Para eles, a experiência de Koch não é apenas a busca por um novo recorde — mas, sim, um primeiro passo para demonstrar a viabilidade de estabelecer comunidades estáveis em alto mar.
“Estou a ser monitorizado como um ‘controlo’ em relação ao que Dituri, que viveu 100 dias submerso num ambiente pressurizado, fez”, afirmou Koch, referindo-se ao investigador americano que até agora detinha o recorde mundial de passar mais tempo submerso.
“A diferença é que estou sujeito à pressão da água a nível ambiente, sem precisar usar equipamentos de mergulho para entrar e sair do módulo”.
Dituri bateu o recorde de permanência num habitat subaquático pressurizado em 2023, quando passou 100 dias debaixo de água na Flórida, nos Estados Unidos.
Rotina e desafios
Koch passava a maior parte do tempo a realizar testes técnicos, gravar vídeos e cuidar de assuntos quotidianos remotamente, graças à conexão com a internet.
Ele reconheceu que um dos maiores desafios foi lidar com a humidade e o espaço apertado, assim como a ausência de um chuveiro em condições normais.
Embora mantivesse contacto visual com os seus visitantes quando eles desciam para vê-lo, e uma comunicação contínua com a sua equipa através da cápsula superior, Koch admitiu que a experiência foi solitária.
Apesar disso, acredita que conseguiu transformar a sua estadia no fundo do mar numa espécie de “vida quotidiana”.
Como e«disse à BBC que faria, a primeira coisa que fez ao sair da estrutura em 24 de janeiro foi “fumar um charuto da vitória“.
“Depois disso, quero dar um bom mergulho e, claro, tomar um banho de verdade“, disse.
Para muitos, o que Koch fez é incomum; mas, para ele, é uma demonstração de que o limite entre a superfície e o fundo do mar não é tão intransponível como se poderia imaginar.

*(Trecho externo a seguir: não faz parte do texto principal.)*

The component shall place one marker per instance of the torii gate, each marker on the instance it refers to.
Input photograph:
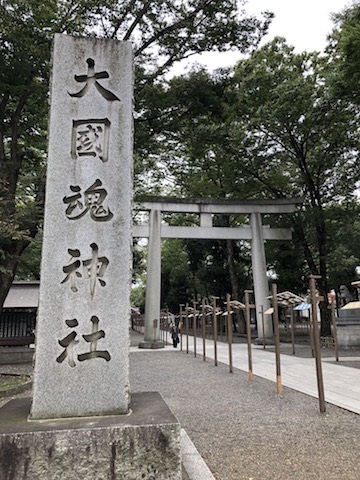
(256, 233)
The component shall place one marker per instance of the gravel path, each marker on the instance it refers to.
(242, 429)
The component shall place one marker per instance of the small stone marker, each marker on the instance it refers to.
(82, 336)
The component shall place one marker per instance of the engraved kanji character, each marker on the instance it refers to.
(71, 270)
(69, 344)
(93, 338)
(94, 268)
(90, 138)
(94, 197)
(92, 79)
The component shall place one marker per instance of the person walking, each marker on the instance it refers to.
(175, 335)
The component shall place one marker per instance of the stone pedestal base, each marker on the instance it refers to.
(153, 345)
(142, 445)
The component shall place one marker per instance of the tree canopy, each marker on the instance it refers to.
(26, 31)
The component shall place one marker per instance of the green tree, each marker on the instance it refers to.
(274, 130)
(344, 48)
(302, 141)
(26, 31)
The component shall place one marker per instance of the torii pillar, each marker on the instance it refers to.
(153, 284)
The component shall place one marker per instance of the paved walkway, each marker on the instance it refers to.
(341, 384)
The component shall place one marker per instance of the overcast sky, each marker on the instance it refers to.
(304, 23)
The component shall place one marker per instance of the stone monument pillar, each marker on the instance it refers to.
(82, 337)
(81, 378)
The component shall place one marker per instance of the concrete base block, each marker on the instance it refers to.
(153, 345)
(12, 355)
(142, 445)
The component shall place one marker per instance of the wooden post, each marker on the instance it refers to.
(333, 319)
(263, 323)
(215, 329)
(277, 340)
(194, 327)
(292, 328)
(316, 338)
(229, 330)
(181, 324)
(248, 330)
(187, 326)
(203, 327)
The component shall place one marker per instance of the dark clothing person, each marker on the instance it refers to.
(175, 335)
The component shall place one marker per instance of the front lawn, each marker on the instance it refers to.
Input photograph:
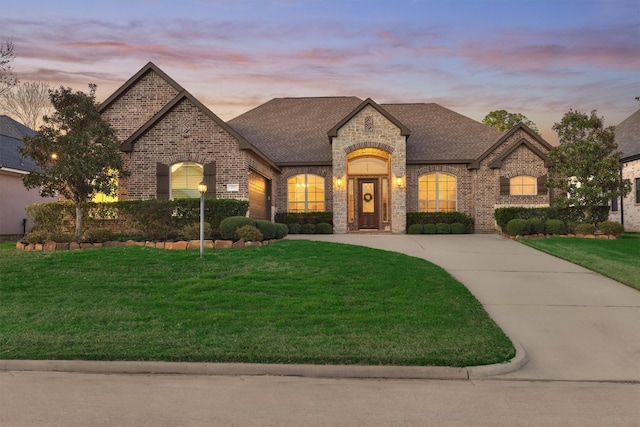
(618, 259)
(293, 301)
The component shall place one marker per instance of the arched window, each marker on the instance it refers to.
(523, 185)
(185, 178)
(437, 192)
(305, 193)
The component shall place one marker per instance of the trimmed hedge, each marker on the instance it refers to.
(518, 227)
(568, 215)
(555, 226)
(324, 228)
(440, 217)
(228, 226)
(152, 219)
(415, 229)
(267, 228)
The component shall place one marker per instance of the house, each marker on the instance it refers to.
(13, 195)
(368, 163)
(627, 210)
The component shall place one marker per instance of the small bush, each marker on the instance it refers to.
(228, 226)
(324, 228)
(267, 228)
(443, 228)
(611, 227)
(430, 229)
(37, 236)
(458, 228)
(555, 226)
(415, 229)
(295, 228)
(192, 232)
(518, 227)
(281, 231)
(249, 233)
(536, 226)
(98, 235)
(585, 229)
(308, 229)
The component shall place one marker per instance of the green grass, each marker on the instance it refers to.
(618, 259)
(290, 302)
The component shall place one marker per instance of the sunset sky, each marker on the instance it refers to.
(539, 58)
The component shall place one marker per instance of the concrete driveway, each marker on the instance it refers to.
(574, 324)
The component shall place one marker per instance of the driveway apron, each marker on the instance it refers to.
(574, 324)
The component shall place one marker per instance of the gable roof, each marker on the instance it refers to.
(404, 131)
(293, 131)
(440, 135)
(133, 80)
(520, 126)
(628, 137)
(128, 144)
(11, 134)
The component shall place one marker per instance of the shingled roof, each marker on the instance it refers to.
(293, 131)
(628, 137)
(11, 134)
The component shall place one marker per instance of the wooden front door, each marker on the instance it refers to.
(368, 204)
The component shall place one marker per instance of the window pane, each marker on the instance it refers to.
(185, 178)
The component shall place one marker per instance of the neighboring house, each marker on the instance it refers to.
(368, 163)
(627, 210)
(13, 195)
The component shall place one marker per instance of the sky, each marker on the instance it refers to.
(535, 57)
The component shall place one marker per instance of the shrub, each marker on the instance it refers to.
(536, 226)
(37, 236)
(267, 228)
(443, 228)
(430, 229)
(415, 229)
(249, 233)
(324, 228)
(308, 229)
(555, 226)
(281, 231)
(228, 226)
(518, 227)
(585, 229)
(192, 232)
(294, 228)
(458, 228)
(97, 235)
(611, 227)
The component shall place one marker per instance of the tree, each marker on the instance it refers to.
(7, 78)
(503, 120)
(77, 151)
(586, 164)
(28, 102)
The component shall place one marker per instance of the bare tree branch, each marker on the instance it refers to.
(28, 102)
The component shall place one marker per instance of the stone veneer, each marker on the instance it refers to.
(384, 135)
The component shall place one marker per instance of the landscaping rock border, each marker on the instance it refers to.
(179, 245)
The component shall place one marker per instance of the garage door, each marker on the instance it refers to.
(259, 196)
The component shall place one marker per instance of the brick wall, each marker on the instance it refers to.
(486, 182)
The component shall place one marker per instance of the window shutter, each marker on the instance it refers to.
(162, 181)
(542, 185)
(505, 186)
(209, 177)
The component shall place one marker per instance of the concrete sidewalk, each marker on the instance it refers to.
(574, 324)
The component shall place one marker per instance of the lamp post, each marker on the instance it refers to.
(202, 188)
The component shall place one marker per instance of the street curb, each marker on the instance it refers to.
(239, 369)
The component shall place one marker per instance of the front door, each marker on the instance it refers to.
(368, 205)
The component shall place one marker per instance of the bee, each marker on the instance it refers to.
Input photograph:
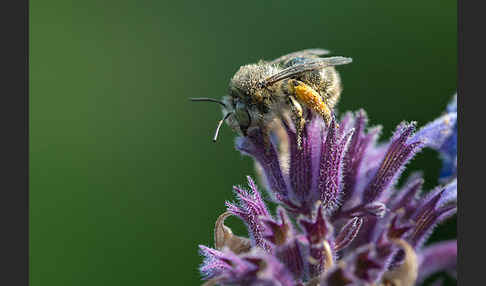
(292, 85)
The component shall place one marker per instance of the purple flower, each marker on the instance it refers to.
(341, 218)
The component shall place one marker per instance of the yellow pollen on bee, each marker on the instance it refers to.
(312, 99)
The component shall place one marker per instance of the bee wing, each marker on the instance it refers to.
(298, 54)
(308, 65)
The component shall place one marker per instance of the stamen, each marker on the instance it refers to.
(224, 237)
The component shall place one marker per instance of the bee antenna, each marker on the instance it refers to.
(208, 99)
(220, 123)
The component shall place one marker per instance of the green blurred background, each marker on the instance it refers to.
(124, 179)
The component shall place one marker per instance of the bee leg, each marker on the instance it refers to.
(266, 137)
(310, 98)
(298, 118)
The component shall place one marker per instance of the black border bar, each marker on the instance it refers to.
(14, 200)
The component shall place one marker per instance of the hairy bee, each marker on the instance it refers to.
(295, 84)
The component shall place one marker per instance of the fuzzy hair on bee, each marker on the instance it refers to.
(291, 86)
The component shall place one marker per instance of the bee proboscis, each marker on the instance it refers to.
(294, 84)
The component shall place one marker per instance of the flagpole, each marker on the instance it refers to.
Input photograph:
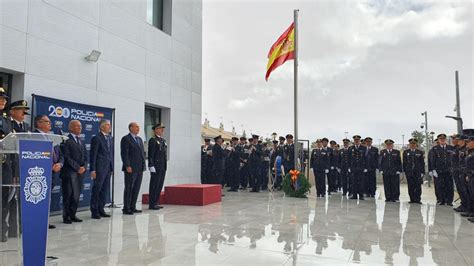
(295, 72)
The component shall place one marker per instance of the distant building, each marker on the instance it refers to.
(210, 132)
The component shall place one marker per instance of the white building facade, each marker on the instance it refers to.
(143, 65)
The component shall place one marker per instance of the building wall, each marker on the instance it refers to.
(44, 42)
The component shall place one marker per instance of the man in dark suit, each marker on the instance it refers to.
(157, 163)
(133, 158)
(358, 168)
(372, 155)
(391, 166)
(72, 174)
(101, 167)
(43, 126)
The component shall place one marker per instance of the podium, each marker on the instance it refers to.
(25, 192)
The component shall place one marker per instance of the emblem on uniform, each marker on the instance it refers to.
(35, 186)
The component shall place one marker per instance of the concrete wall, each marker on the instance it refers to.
(44, 42)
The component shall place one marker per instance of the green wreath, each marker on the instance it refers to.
(302, 186)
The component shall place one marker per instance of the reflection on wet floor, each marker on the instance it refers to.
(261, 229)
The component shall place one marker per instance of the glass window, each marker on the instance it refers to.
(158, 14)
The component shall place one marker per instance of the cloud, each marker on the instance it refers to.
(364, 66)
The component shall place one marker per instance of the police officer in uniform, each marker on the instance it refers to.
(206, 161)
(334, 166)
(157, 164)
(469, 173)
(344, 166)
(320, 162)
(391, 166)
(18, 110)
(6, 160)
(244, 159)
(457, 171)
(255, 164)
(289, 154)
(372, 165)
(414, 168)
(218, 161)
(233, 164)
(441, 170)
(358, 168)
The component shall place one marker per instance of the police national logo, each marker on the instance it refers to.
(35, 185)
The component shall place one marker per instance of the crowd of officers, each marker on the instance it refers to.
(350, 169)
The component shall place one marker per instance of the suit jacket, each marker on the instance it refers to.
(75, 156)
(17, 129)
(101, 156)
(390, 162)
(132, 153)
(157, 153)
(58, 157)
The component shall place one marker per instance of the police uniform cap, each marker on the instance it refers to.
(22, 104)
(3, 93)
(160, 125)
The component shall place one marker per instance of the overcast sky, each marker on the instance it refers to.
(365, 67)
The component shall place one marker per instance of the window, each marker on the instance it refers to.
(158, 14)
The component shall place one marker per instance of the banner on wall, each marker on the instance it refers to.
(60, 113)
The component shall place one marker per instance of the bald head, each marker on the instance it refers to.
(75, 127)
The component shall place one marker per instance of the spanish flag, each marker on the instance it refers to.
(282, 50)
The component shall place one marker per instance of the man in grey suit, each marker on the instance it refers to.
(133, 159)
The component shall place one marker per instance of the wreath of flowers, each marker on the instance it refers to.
(295, 184)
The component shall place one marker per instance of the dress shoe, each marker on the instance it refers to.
(76, 220)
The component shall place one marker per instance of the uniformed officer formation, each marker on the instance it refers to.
(350, 169)
(246, 163)
(70, 163)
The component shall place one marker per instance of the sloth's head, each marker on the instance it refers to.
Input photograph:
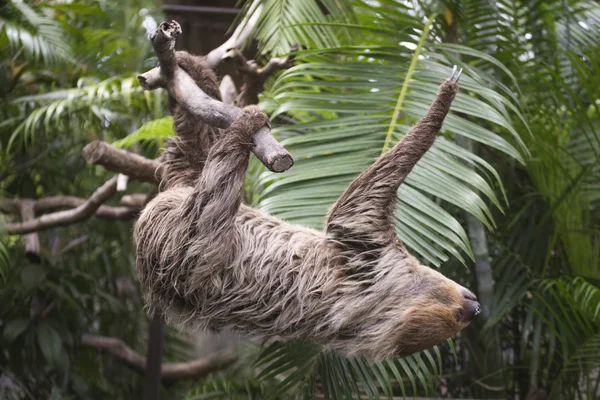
(440, 310)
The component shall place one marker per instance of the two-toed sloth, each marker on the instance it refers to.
(205, 260)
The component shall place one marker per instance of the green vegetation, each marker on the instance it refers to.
(513, 183)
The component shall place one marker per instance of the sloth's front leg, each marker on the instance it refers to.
(212, 207)
(362, 218)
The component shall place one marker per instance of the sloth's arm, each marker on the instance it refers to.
(362, 218)
(218, 192)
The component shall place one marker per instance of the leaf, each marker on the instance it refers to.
(33, 275)
(14, 328)
(50, 343)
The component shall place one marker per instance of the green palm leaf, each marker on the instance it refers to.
(342, 111)
(40, 37)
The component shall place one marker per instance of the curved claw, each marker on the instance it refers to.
(454, 76)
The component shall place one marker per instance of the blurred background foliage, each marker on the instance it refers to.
(506, 202)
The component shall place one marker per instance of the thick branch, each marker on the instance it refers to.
(121, 161)
(213, 112)
(170, 372)
(61, 218)
(52, 203)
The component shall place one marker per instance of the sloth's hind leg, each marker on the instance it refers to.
(362, 218)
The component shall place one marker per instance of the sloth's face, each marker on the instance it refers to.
(441, 310)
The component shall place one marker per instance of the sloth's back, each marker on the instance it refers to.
(275, 278)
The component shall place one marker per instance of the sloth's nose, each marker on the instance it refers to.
(471, 307)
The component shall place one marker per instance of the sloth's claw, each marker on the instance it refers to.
(454, 76)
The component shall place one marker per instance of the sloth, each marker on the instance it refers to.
(205, 260)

“É mais um passo para entender que os seres humanos podem habitar novos ambientes”, afirmou.
“O que queremos mostrar é que os oceanos são um ambiente viável para a expansão humana”, acrescentou, com a convicção de que este tipo de projeto pode multiplicar-se no futuro, e que as comunidades no mar podem oferecer soluções para problemas de espaço e recursos na superfície terrestre.